Comme on disait : 99 moutons plus une follasse féministe berrichonne, ça fait 100 bêtes…

Jill

Ce qu’elle n’a pas compris cette conne, c’est que
les œuvres d’où sont tirés les films et spectacles divers ont Été écrites par des blancs et racontent des histoires de blancs.
Si les noirs manifestaient globalement davantage de qualités intellectuelles et de travail ils ecriraient des histoires et les mettraient en scène. Bien sûr, l’homme blanc serait montré comme des monstres.
Qu’ils retournent donc chez eux faire des spectacles à leur convenance.
Si on les écoutait ces cons là il ferait jouer Jean Valjean par Sy ;et la boboitude de s’extasier.
Notre patrimoine littéraire et artistique ne doit pas être viole.

Anton

Françoise, qui c’est cette Maiga ? Dans le fin fond du Berry, personne connaît. Mais avec ses 70% d’hier, le re-maire de Châteauroux serait bien cap de “baptiser” (mot en désuétude à part pour ce genre de mini-évènement) une rue du nom de cette raciste revancharde. Ce petit édile cassant et prétentieux (dit “de droite”) a bien imposé à la ville un rond-point “Lucie Aubrac” du nom de cette résistante communiste stalinienne hyper sectaire pour faire plaisir aux communistes AC de la FNACA (son prédécesseur et mentor lui ayant montrer le chemin avec un autre rond-point du “19 mars 1962”, fausse date de la fin de la guerre d’Algérie qui continue toujours en 2020 avec l’envahissement maghrébin islamique de la France.
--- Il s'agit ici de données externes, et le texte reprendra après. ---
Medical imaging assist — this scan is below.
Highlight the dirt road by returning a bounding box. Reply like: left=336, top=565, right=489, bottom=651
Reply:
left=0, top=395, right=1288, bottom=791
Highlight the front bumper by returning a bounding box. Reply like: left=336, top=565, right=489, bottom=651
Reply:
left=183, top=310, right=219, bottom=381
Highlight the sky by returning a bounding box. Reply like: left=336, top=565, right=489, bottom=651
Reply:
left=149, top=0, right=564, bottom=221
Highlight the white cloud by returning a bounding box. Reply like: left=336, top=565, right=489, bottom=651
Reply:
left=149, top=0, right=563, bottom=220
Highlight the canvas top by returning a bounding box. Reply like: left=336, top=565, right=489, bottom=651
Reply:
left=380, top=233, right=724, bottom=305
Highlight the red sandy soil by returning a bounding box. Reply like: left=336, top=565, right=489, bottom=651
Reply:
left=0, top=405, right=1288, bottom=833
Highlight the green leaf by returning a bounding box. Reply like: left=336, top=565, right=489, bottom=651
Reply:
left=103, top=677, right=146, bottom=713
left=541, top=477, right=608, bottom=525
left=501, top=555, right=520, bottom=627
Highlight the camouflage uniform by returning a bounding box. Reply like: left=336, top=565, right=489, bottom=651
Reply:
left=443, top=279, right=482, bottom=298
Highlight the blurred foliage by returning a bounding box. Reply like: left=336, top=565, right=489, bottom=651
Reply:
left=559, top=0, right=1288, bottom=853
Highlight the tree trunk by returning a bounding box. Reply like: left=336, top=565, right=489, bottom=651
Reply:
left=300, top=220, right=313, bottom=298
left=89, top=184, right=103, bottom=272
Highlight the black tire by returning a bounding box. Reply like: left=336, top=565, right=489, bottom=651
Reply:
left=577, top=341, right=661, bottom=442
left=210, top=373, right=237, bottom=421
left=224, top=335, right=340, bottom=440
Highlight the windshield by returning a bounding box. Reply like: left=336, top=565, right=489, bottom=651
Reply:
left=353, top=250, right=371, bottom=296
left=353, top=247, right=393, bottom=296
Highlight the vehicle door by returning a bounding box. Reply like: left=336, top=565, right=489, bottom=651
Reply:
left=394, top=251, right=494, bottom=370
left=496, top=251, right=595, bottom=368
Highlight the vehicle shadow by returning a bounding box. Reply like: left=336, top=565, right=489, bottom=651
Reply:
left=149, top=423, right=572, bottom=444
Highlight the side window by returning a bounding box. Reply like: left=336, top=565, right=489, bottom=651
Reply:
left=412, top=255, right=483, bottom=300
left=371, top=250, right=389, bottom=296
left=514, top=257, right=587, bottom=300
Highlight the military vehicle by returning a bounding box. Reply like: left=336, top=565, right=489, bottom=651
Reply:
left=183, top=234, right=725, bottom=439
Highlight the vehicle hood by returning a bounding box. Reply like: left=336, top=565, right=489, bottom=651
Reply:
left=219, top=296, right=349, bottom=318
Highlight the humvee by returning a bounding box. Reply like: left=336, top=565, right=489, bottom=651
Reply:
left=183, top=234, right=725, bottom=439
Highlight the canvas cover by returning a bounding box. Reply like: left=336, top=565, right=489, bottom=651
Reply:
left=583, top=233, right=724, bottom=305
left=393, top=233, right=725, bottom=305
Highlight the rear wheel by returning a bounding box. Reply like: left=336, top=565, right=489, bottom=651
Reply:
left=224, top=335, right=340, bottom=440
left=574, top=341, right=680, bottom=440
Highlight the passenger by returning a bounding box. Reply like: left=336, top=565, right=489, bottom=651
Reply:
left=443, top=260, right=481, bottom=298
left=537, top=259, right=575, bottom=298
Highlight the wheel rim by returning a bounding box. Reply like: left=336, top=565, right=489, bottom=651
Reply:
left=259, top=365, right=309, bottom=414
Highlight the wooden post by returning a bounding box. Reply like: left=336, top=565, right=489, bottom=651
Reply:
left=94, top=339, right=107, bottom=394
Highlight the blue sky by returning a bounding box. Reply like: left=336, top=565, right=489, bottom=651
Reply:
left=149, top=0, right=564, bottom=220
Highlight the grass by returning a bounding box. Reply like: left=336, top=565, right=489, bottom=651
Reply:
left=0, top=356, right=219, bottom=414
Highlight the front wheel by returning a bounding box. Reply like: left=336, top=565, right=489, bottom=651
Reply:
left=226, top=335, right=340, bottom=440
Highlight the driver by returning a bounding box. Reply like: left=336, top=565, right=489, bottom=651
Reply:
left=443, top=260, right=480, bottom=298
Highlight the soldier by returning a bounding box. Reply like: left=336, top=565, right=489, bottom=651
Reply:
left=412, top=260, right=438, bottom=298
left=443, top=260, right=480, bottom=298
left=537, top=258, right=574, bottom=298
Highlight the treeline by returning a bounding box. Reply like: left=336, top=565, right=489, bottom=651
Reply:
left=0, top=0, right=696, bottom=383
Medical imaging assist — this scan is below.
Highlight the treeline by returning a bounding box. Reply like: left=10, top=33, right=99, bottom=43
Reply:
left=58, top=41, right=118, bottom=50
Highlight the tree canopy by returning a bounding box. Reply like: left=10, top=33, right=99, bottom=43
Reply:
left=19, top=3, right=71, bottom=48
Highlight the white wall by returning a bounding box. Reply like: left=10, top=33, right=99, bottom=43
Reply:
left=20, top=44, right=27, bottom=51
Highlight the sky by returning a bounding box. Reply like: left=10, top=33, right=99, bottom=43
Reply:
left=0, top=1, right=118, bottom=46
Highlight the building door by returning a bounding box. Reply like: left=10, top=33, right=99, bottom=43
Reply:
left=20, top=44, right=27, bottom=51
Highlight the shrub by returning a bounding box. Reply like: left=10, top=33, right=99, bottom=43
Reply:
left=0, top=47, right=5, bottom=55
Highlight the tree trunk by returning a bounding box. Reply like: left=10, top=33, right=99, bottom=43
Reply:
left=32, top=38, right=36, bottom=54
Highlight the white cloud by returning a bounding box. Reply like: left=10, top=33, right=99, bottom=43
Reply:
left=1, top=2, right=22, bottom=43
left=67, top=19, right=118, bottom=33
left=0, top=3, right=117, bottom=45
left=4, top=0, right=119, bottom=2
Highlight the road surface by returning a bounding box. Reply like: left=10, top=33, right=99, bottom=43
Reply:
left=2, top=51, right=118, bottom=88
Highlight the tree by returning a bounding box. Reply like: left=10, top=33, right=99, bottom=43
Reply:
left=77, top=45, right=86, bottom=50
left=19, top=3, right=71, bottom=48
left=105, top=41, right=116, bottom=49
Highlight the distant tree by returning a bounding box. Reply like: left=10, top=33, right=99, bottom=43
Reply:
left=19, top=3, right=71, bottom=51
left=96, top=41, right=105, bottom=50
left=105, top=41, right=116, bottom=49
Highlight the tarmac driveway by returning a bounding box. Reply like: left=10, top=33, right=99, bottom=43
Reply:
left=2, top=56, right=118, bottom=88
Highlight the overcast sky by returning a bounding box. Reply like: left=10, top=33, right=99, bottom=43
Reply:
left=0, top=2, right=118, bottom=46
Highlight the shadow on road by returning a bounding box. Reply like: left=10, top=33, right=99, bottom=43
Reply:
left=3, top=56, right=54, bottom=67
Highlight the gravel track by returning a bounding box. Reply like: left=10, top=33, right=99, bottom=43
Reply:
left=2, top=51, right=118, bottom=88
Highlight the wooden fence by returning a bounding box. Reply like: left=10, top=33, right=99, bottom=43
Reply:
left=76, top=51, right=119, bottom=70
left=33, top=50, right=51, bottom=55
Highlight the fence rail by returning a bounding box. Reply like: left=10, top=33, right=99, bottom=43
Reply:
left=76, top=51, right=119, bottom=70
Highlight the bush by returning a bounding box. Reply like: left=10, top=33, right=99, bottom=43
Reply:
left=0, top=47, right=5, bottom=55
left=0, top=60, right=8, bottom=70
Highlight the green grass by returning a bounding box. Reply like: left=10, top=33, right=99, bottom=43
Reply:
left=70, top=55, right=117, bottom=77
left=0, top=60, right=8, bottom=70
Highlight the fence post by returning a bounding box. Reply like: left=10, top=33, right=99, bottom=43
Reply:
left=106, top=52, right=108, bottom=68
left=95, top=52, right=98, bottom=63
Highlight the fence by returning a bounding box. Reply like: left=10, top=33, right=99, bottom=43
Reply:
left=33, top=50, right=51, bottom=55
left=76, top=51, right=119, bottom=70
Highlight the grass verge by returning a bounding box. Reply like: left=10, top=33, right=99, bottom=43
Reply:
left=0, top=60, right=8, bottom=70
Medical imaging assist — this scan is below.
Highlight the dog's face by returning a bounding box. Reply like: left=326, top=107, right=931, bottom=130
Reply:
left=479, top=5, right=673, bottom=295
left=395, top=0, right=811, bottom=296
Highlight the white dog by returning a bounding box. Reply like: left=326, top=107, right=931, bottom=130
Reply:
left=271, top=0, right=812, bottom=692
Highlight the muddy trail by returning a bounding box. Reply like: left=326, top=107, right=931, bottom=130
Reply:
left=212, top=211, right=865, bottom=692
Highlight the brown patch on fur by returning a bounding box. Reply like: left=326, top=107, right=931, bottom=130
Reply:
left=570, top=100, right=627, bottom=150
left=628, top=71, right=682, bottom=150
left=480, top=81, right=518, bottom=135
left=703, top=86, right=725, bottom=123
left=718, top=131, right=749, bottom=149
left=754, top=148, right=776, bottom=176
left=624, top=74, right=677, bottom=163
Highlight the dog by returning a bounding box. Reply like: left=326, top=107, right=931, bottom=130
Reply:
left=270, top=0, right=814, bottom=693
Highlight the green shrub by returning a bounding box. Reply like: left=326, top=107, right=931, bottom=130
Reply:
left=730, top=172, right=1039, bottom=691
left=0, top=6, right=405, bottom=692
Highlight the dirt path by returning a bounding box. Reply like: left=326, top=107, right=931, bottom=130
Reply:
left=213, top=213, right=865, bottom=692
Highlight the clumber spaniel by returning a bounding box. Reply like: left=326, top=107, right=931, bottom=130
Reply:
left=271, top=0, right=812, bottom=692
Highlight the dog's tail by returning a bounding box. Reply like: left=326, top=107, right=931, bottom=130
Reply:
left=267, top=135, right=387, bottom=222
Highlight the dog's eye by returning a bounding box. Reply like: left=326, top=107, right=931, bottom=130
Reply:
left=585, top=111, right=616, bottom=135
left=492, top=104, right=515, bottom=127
Ce même édile va bientôt, en plus, nous imposer une avenue Chirac…

Lerat Françoise

A propos du “petit édile ” qui, c’est vrai vient d’être élu brillamment dès le 1er tour ce dimanche:

https://ripostelaique.com/ils-se-marierent-en-algerie-vinrent-en-france-il-y-a-50-ans-et-eurent-beaucoup-denfants.html

Françoise Lerat

patphil

ne voit on pas ces dames le bras tendu à la mussolini ?

Esprit critique

Que cette bourrique aille compter les Esquimaux présents dans un festival de cinéma au Congo !
Je suis scandalisé par toutes ces vedettes du cinoche dont les parents étaient paysans ou ouvriers dans la creuse, la Lozère ou la Meuse, et qui en plus on la gueule pale !

ann

retourne en afrique avec ta gueule noire

Esprit critique

“Gueule noire”, moi ?
Il y a bien longtemps que je ne suis plus mineur.